A proposed ballot initiative could result in a 150% increase in the state excise tax on cigarettes if approved by voters. Voters should pause and consider the unintended consequences of adopting this tax hike. A $2.00 per-pack increase will do more than raise revenue, it will also raise lawlessness in Oregon and likely without having a strong impact on smoking rates. There is a better solution.
We have long studied the impact that taxes have on cross-border economic activity, including cigarettes, alcohol and even the quality of gasoline. Most of that focus has surrounded the impacts from cigarette tax hikes. In 2008, we published a statistical model designed to measure the cigarette tax evasion and avoidance (what we call smuggling) rates in most states around the country.
According to our model, Oregon’s smuggling rate in 2018 was a very modest 4.0% That is, 4% of all cigarettes consumed that year were the result of smuggling. Oregon’s smuggling rate was the 27th highest nationally. All of this will change if voters approve the proposed $2.00 per pack cigarette tax increase.
We use the model to estimate smuggling rates but can also run “what-if” scenarios based on proposed changes to state excise tax rates. For Oregon, our model estimates that a 150% increase in the excise tax will raise Oregon’s overall smuggling rate to 36.4%, representing 58 million packs of cigarettes smuggled into the state each year. That would make Oregon’s smuggling rate the 4th highest in the country.
The reader may be tempted to dismiss our findings as just one study. There have been many similar studies published in the past 15 years. They have been performed by government, university scholars, think tank professionals and consultants. Most of them demonstrate that smuggled smokes are a major problem.
One national study suggested that a nationwide average of 21% of cigarette packs were not “compliant” with state tax mandates.
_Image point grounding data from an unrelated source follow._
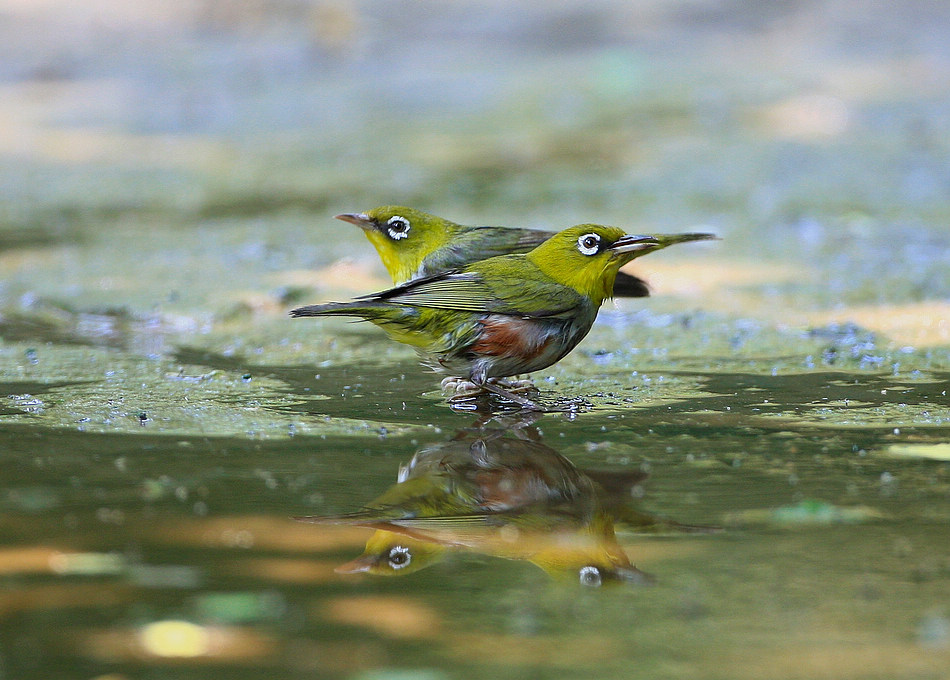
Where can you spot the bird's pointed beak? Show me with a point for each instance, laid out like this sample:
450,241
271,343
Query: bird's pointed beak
632,244
361,220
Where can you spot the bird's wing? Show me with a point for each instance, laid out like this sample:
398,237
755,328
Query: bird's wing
517,291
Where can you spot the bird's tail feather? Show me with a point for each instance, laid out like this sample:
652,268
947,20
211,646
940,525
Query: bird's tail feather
366,310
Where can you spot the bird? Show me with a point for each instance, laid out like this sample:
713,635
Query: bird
412,243
504,315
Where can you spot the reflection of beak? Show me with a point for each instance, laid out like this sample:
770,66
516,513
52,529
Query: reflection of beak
361,220
631,244
634,576
360,565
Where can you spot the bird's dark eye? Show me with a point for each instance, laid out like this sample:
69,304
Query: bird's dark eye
588,244
590,576
399,557
398,227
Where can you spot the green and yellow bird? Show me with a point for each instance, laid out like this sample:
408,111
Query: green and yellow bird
413,244
504,315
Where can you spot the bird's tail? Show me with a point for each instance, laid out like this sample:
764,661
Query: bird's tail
371,311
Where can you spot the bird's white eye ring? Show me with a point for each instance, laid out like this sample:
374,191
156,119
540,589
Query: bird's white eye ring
399,557
589,244
590,576
398,227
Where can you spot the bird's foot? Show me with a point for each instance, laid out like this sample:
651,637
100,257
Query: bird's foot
460,388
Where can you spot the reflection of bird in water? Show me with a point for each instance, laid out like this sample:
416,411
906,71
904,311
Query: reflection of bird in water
506,497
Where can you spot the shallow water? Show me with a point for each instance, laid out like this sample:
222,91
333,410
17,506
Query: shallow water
766,439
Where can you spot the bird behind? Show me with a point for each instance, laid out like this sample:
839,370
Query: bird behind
413,244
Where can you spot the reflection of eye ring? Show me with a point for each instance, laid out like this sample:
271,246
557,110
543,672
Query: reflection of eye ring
589,244
399,557
590,576
398,227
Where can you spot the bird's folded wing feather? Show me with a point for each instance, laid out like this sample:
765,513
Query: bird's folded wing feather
535,296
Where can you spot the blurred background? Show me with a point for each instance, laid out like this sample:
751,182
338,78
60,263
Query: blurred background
168,175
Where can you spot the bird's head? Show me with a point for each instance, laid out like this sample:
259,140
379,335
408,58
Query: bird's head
402,236
587,257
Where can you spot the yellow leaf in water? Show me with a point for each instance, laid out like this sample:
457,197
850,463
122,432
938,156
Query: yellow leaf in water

Smuggling rates in specific states and cities have been found to be much higher and are likely a function of their higher excise tax burdens, population density and distance to lower-cost alternatives. The ironic thing about tax increases, ostensibly designed to help people kick the habit, is that they encourage illicit activity that undermines that very goal.
One fascinating 2005 study by economist Mark Stehr, titled “Cigarette Tax Avoidance and Evasion,” argued that up to 85% of the response to cigarette excise taxes was due to tax evasion and avoidance and not from quitting. The decline that does occur is terrific, but it also comes at a huge cost in terms of related illicit activity, which has included violence against people, police and property, brazen thefts and public corruption, too.
None of this should suggest to the reader that the authors support smoking. On the contrary, neither of us have ever smoked cigarettes, don’t intend to and don’t want you to start. There may, however, be a superior way to help people kick the habit.
Tobacco Free Kids is a Washington, D.C.-based nonprofit dedicated to reducing smoking, particularly among youth. They maintain a state-specific database of what each state spends on tobacco prevention and compare it to total state tobacco revenue. According to TFK, Oregon rakes in total tobacco revenues of $338 million. The Center for Disease Control recommends spending $39.3 million in Oregon to prevent tobacco use each year. The state, unfortunately, chooses to spend only $9.4 million in fiscal year 2020.
These figures are important to the current tax debate because TFK also argues that “…sustained, well-funded prevention programs have cut youth smoking rates by half or even more.” That suggests that, instead of a massive tax hike that would invite smuggling and other unintended consequences, Oregon could just dedicate more existing revenues to prevention and cessation programs instead and likely enjoy greater health outcomes.
Public policies are not made in a vacuum. Intended and unintended consequences flow from them. In the case of high excise taxes on cigarettes, the unintended consequences mean a massive uptick in smuggling and other, related crimes. The state can avoid this mischief and still achieve its health goals by dedicating a greater portion of existing tobacco tax revenue to cessation and prevention work.